The Gallery You Can Resort To For Fine Art
Sydney Morning Herald
Thursday November 24, 1994
IN THE small spa resort town of Daylesford, in central Victoria, there is an art and craft gallery that is attracting visitors at an astonishing average of 3,500 a week.
Of course it is bigger than the usual run of resort art and craft shop: a three-storey former convent and boarding school that's brimming with products of varying artistic endeavour costing from a couple of dollars to thousands. And you can have lunch in its award-winning eatery.
The Convent Gallery was built initially in the gold-boom days of the 1860s as a home for the district's gold commissioner. The Catholic Church succeeded mammon, buying the house for a presbytery, but decided in 1891 that the priest, "being denied many things that were conducive to comfort", should have a new home.
Presumably no-one took it amiss that the building was nonetheless considered appropriate for nuns and schoolgirl boarders, a role it fulfilled, expanding the premises, until 1975, when the Anglican Church bought it for a clergy retreat.
Coincidentally, 1975 was the year that Tina Banitska, who had come from Greece with her family in the 1950s, first saw the Holy Cross Convent and School high on Wombat Hill in Daylesford and told herself: "One day that is going to be the most beautiful gallery in Australia."
Tina, who holds a degree in teaching and a diploma in fine arts, was then working in Ballarat as an art consultant. The planned retreat did not eventuate. Tina brought her dream to fruition.
The imposing building had deteriorated and its once grand gardens had run wild when it was put out to tender in 1989, with a request from the Church that it be used for a purpose with community benefit. Tina is confident that her proposal for turning the building into a people-friendly gallery while retaining examples of its former life played a big part in her tender being accepted.
Then came a couple of years of hard work, bills for $1 million and the need to jolly along impatient bank managers before her concept could be made public. It was clearly welcome: 5,000 turned up to see it the weekend it opened.
Somewhere around 70 per cent of what's on show at the Convent Gallery is produced by artists and people of many skills within central Victoria. They start at a few dollars: decorative candles, greeting cards, flower essences, beads ... gift shop stuff.
You find them on the ground floor amid a cornucopia of things attractive and artistic, whether wrought in iron or gold, jewellery or timber, leather, ceramics, pearls or cloth. The displays are of artistic delight in themselves, often scattered with aesthetic cunning onto complementary or contrasting backgrounds.
Here you can find gifts, or something that might liven up that nook in your own home, beginning in the $30 region and going into hundreds.
Walk upstairs to the first floor and the price rises with you. Here the atmosphere is closer to that of a commercial art gallery. There were a couple of Pro Harts on offer when I was there, and no lack of imaginative sculpture. Exhibitions are changed monthly.

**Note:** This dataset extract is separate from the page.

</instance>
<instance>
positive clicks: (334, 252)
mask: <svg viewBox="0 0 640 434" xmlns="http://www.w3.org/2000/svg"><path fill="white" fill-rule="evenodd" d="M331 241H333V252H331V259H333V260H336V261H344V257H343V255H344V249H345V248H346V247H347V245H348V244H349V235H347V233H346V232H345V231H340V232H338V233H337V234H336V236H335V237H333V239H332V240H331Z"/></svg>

The top floor follows the same pattern, though some of the nuns' cells have been used to display exhibits and one is in its original state, its simple bed, washstand and prie-dieu an austere shock among such sumptuous adornment of person and property.
Inevitably the Convent Gallery has won an armful of tourism awards, plus one for its landscaped grounds, one for the chef and one for Tina Banitska for the best business in Victoria run by a woman.
* The Convent Gallery is at Daly Street, Daylesford, Victoria 3460 (follow the signs), which is on the Midland Highway between Castlemaine and Ballarat, and is known for its mineral water springs and baths. The gallery is open daily from 10 am to 6 pm, with the C afe at the C onvent opening at 9 am on Sundays for "Mediterranean" breakfast. Telephone: (053) 48 3211.